The second decision is that after [either giving or not giving] neoadjuvant chemotherapy: [Do we give bevacizumab]? The indication for bevacizumab is all-comers with stage III or IV ovarian cancer. I [understand] that a 10-month OS advantage was suggested [with bevacizumab] even in the highest-risk population with stage IV disease. When or if bevacizumab is utilized has a lot of controversy. Personally, having first reported bevacizumab’s activity in ovarian cancer in the current setting, I used to utilize bevacizumab commonly up front.
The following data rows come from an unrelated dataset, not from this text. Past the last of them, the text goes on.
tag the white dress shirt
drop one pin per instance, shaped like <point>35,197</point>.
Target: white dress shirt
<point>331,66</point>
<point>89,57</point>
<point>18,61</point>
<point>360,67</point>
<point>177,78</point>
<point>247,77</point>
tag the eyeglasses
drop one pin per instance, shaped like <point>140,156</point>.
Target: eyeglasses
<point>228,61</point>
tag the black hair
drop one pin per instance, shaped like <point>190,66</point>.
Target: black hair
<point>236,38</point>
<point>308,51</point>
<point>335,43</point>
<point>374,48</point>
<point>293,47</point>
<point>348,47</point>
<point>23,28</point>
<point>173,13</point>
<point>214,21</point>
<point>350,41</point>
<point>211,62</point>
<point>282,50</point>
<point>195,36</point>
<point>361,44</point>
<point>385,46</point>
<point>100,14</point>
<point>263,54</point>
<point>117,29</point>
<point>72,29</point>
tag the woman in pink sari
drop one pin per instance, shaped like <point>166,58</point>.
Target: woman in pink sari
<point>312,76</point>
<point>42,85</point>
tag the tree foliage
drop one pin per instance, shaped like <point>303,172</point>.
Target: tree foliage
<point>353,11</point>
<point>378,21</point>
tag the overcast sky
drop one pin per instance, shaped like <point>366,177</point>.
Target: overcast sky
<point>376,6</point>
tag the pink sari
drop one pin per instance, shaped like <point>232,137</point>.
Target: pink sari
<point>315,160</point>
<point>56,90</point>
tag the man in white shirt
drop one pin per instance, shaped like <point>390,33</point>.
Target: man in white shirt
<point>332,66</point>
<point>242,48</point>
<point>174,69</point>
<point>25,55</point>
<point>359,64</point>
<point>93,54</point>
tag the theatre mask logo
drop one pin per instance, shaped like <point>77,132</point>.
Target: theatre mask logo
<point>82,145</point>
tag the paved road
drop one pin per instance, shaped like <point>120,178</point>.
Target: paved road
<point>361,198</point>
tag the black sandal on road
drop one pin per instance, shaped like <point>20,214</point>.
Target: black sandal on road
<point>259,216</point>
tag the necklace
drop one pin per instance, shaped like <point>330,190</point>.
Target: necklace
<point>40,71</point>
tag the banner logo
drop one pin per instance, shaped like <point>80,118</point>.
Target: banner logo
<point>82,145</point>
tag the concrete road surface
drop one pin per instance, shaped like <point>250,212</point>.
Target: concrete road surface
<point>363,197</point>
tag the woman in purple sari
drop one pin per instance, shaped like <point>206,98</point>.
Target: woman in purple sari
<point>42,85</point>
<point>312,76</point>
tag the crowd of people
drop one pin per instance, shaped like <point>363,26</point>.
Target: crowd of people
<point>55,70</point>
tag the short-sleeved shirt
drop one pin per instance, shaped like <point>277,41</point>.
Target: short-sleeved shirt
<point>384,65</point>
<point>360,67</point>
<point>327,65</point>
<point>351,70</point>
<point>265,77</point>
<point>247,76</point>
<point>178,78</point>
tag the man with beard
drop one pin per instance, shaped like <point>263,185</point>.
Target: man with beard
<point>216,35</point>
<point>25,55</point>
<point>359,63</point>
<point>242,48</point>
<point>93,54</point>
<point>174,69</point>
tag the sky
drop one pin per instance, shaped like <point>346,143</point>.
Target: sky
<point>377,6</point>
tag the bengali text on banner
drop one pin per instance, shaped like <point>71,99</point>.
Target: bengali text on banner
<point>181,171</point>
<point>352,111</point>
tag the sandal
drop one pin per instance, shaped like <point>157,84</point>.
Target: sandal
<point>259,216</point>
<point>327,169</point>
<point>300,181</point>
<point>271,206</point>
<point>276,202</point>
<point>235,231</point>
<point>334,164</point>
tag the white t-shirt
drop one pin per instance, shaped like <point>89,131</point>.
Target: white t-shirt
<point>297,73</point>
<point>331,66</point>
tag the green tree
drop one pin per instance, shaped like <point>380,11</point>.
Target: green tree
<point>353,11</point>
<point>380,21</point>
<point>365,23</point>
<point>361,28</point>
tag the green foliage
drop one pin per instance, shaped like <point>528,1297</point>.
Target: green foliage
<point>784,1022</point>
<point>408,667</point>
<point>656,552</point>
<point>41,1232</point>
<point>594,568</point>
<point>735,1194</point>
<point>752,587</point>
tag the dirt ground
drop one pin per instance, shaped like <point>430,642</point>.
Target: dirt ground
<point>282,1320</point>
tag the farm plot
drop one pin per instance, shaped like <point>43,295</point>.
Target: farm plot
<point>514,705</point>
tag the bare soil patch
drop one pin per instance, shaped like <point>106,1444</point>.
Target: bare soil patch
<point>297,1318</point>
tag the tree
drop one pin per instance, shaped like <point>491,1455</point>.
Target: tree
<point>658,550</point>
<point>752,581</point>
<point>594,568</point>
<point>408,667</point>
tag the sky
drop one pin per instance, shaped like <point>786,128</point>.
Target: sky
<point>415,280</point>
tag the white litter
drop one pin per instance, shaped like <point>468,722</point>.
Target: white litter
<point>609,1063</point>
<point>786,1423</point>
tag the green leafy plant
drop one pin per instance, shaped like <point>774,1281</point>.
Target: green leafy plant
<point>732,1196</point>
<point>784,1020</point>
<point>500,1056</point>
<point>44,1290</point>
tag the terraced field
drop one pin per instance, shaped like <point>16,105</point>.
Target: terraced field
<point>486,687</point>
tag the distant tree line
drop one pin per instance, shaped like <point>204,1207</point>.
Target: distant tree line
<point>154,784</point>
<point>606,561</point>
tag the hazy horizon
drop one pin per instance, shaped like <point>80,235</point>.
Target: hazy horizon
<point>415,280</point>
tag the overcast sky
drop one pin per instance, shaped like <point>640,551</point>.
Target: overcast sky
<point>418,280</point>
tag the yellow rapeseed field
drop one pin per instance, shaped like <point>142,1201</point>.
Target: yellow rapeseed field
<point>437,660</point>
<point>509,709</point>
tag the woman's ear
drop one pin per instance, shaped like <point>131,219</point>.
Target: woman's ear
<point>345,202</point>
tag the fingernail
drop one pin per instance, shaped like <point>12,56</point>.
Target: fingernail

After we’ve made the first and second decisions, we have to make the third decision, which is what this conversation about PARP inhibitors [comprise]. That [decision] is informed by bevacizumab because if we are [giving] bevacizumab, we are not going to stop it if it is effective and tolerable. However, if the patient has an HRD molecular signature, we are going to add olaparib as per the PAOLA-1 trial. If we are not using bevacizumab, there are 2 buckets: [patients with] BRCA [mutations] and [patients with] HRD without BRCA [mutations]. In the BRCA-mutant cohort not on bevacizumab, the options are olaparib per SOLO-1 or niraparib per PRIMA. That’s a tough decision, but it is most important that patients with BRCA mutations get a PARP inhibitor as [frontline] maintenance treatment. If we are not using bevacizumab, the only PARP inhibitor that is utilized in the HRD non–BRCA-mutant cohort is niraparib per PRIMA. If we don’t use bevacizumab in the non-HRD [cohort], we can use niraparib in the HR-proficient group.